Completion rate by project and date range
Share of sessions that reached video.completed out of sessions that started
playback, for one project over a 7-day window.
SELECT
project_id,
COUNT(DISTINCT CASE WHEN event_type = 'video.completed' THEN session_id END) * 1.0
/ NULLIF(COUNT(DISTINCT CASE WHEN event_type = 'video.played' THEN session_id END), 0)
AS completion_rate
FROM analytics.events
WHERE org = '11111111-1111-1111-1111-111111111111'
AND project_id = '22222222-2222-2222-2222-222222222222'
AND year = 2026 AND month = 5 AND day BETWEEN 20 AND 26
GROUP BY project_id;
For a range that spans month or year boundaries, compose the partition
predicates (e.g. (year = 2026 AND month = 5 AND day >= 28) OR (year = 2026 AND month = 6 AND day <= 4))
or filter on occurred_at for an exact timestamp window in addition to the
partition predicates that do the pruning.
Drop-off histogram (25 / 50 / 75 / 100 %)
How many distinct sessions reached each quartile. The 25/50/75 marks come from
video.progressed (with payload.percent); 100 % is video.completed.

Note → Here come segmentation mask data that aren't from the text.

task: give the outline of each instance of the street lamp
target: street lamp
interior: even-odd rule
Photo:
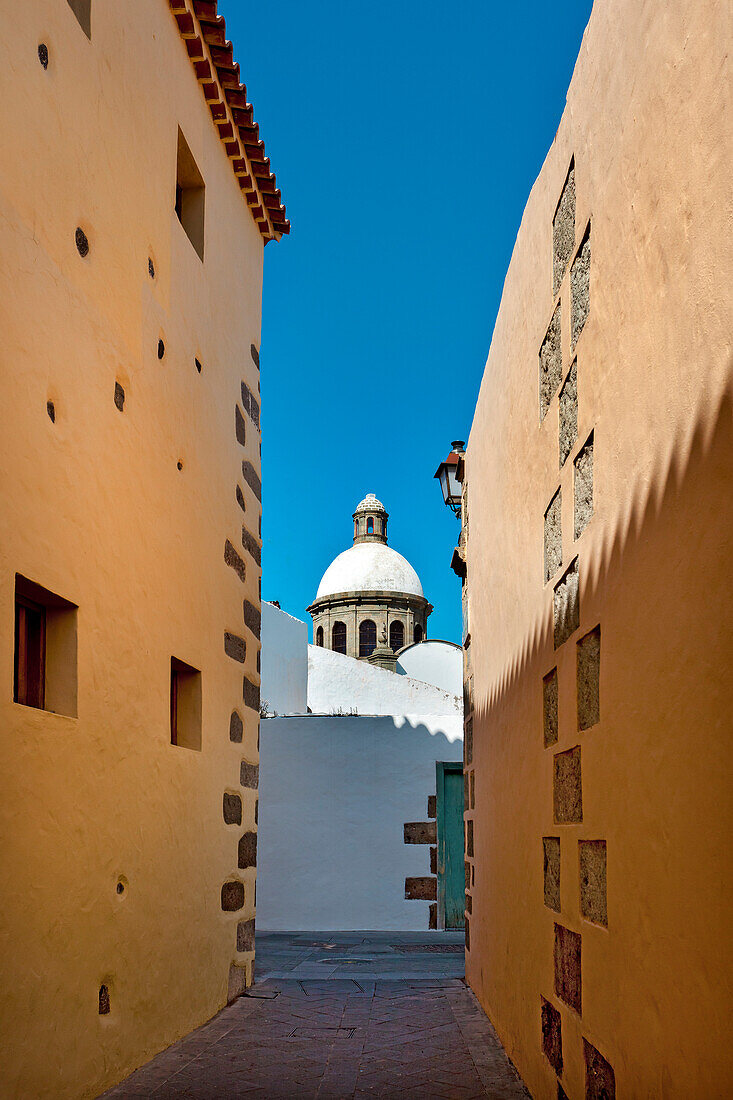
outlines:
[[[438,469],[435,471],[435,476],[440,481],[441,492],[443,493],[443,503],[459,516],[461,514],[461,483],[456,477],[456,471],[458,469],[458,460],[463,457],[466,444],[462,439],[455,439],[451,443],[453,448],[451,453],[446,458],[445,462],[441,462]]]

SELECT quartile, COUNT(DISTINCT session_id) AS sessions
FROM (
SELECT
session_id,
CAST(json_extract_scalar(payload_json, '$.percent') AS INTEGER) AS quartile
FROM analytics.events
WHERE org = '11111111-1111-1111-1111-111111111111'
AND project_id = '22222222-2222-2222-2222-222222222222'
AND year = 2026 AND month = 5 AND day BETWEEN 20 AND 26
AND event_type = 'video.progressed'
UNION ALL
SELECT session_id, 100 AS quartile
FROM analytics.events
WHERE org = '11111111-1111-1111-1111-111111111111'
AND project_id = '22222222-2222-2222-2222-222222222222'
AND year = 2026 AND month = 5 AND day BETWEEN 20 AND 26
AND event_type = 'video.completed'
)
GROUP BY quartile
ORDER BY quartile;
CTA funnel
CTA clicks per call-to-action, alongside the playback base, to read conversion.
SELECT
json_extract_scalar(payload_json, '$.cta_id') AS cta_id,
json_extract_scalar(payload_json, '$.cta_name') AS cta_name,
COUNT(*) AS clicks,
COUNT(DISTINCT session_id) AS sessions_with_click
FROM analytics.events
WHERE org = '11111111-1111-1111-1111-111111111111'
AND project_id = '22222222-2222-2222-2222-222222222222'
AND year = 2026 AND month = 5 AND day BETWEEN 20 AND 26
AND event_type = 'cta.clicked'
GROUP BY 1, 2
ORDER BY clicks DESC;
To express it as a funnel, compare against the playback base for the same window:
SELECT
COUNT(DISTINCT CASE WHEN event_type = 'video.played' THEN session_id END) AS sessions_played,
COUNT(DISTINCT CASE WHEN event_type = 'cta.clicked' THEN session_id END) AS sessions_clicked
FROM analytics.events
WHERE org = '11111111-1111-1111-1111-111111111111'
AND project_id = '22222222-2222-2222-2222-222222222222'
AND year = 2026 AND month = 5 AND day BETWEEN 20 AND 26;
Top devices and locales
Most common device/OS/browser and locale/country combinations by session count.
SELECT
device_type, device_os, device_browser, locale, geo_country,
COUNT(DISTINCT session_id) AS sessions
FROM analytics.events
WHERE org = '11111111-1111-1111-1111-111111111111'
AND year = 2026 AND month = 5 AND day BETWEEN 20 AND 26
GROUP BY 1, 2, 3, 4, 5
ORDER BY sessions DESC
LIMIT 50;
Cost & performance notes
- Run everything in the
percus-analyticsworkgroup so the 10 GB per-query scan cap and the shared results location apply. A scan-budget alarm fires when a query exceeds ~8 GB (80 % of the cap) so heavy queries get reviewed before they hit the hard limit. - Select only the columns you need — Parquet is columnar, so narrow projections scan dramatically fewer bytes.
- Keep the
org+year/month/daypredicates on every query; they are what keep a typical dashboard query under 100 MB and under ~5 seconds.